If you live in south Tel Aviv in the Shapiro neighborhood by the central bus station you might come in contact with an African migrant or refugee. Unless you live side by side with them, it’s doubtful that you’ll get a chance to talk to one of the tens of thousands of men, and sometimes women, who fled or migrated to Israel from countries like Eritrea and Sudan, in hope of a better life. But eating with them? That’s a different story.
On a Monday night in Jaffa a few months ago, TV was passé: Israelis and African migrants and refugees opened their ears and hearts to one another at a local restaurant which shut its kitchen down to the public and opened it up to let the Africans do the cooking.

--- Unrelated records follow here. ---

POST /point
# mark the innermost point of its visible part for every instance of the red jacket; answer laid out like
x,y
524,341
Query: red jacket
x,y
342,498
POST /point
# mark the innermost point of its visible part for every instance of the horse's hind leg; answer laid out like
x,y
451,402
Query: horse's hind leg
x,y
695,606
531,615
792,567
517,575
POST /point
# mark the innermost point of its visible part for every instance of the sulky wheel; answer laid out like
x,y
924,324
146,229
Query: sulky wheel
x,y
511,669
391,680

Sitting at my table was Dawit Damuz, a 30-something migrant from Senafe, Eritrea, a city close to the Ethiopian border. He has been in Israel since 2004. He told us that his life was made hell by the army who tortured him and other men that did not conform to army sanctions. There were strange practices called “helicoptering” which tortured men by hanging them from their legs. Men in the army simply go missing, there are extrajudicial killings, and incommunicado detentions.
Only four official religions can be practiced in the country, Damuz explained, and anyone who is meeting in groups larger than five people at a time are punished.

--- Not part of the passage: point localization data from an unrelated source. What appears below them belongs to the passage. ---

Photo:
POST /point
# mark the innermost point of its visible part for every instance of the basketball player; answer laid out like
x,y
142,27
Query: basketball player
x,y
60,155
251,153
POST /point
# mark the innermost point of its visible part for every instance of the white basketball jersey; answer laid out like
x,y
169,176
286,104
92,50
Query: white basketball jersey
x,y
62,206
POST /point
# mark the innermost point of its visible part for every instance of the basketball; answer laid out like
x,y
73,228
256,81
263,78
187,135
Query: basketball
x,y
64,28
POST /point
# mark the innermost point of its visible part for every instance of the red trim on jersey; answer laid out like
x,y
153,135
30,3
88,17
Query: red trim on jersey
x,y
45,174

Now in Israel Damuz has become a local leader among the asylum seekers in Tel Aviv who are facing deportation by the authorities. While they claim refugee rights, some Israelis and their politicians say it is the burden of countries through which they passed to absorb the migrants.
If there is any doubt about the problems the Africans may face, according to Human Rights Watch, “Torture, arbitrary detention, and severe restrictions on freedom of expression, association, and religious freedom remain routine in Eritrea.”

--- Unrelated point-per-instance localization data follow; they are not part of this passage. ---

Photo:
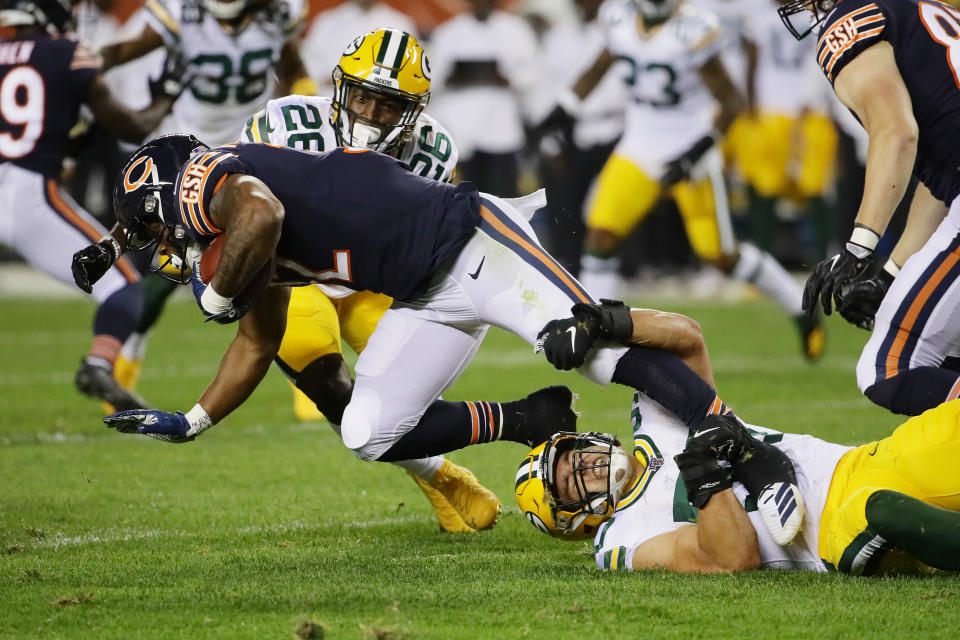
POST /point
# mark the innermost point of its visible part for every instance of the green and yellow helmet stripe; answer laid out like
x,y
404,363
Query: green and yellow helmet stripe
x,y
392,49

But even if for small moments, politics could be brushed aside at the second Cook, Eat & Meet in Jaffa. Every day Israelis were invited to meet some of the faces of the African refugees who share their city.
Amnesty International organizes such events to show locals in some cities the plight of asylum seekers and refugees. Two new immigrants to Israel, one from the UK and one from America organized this event in Jaffa.
Earlier on the Israelis in the group, about 30 or 40 people, were chopping vegetables and sipping on a beer, tea or a glass of water. We sat around tables of about eight and talked with an asylum seeker.
We drank a Central African Republic warm pudding drink called popoto made with rice and peanut butter. The recipe was shared and as we sipped it seemed like every Israeli with roots elsewhere said it reminded them of a drink from “home”. For me it tasted like the local Arabian sahlab, a thick drink sprinked with peanuts made to warm your insides on cold winter nights in Israel.
And throughout the night African migrants and refugees shared their stories of home, obligatory army service, the lack of freedom of speech –– and food.
A stack of injera bread, with a hint of molasses and a bit sandy to the bite (from the desert?), waited by the service window as three readied pots of simple food, like alicha, with vegetables and lentils released smells not familiar to the Arabian city of Jaffa.
There were journalists, PR professionals, those from the startup community, and activists eager to “taste” the life and times of those less lucky in Israel. It was a time for people to get personal as we sat around round tables letting the Africans explain their life and times before Israel.
That night my home city of Jaffa, sometimes troubled, sometimes violent, but always interesting, seemed to be transformed. Whether it was the good will, and positive energy inside the Tarnagol Restaurant (that hosted this encounter) which transferred this vibe I cannot say.
All I can say is that the event brought some new life and hope to everyone there. We learned a few recipes that connected Israel directly to Africa, even if only by way of an imaginary border.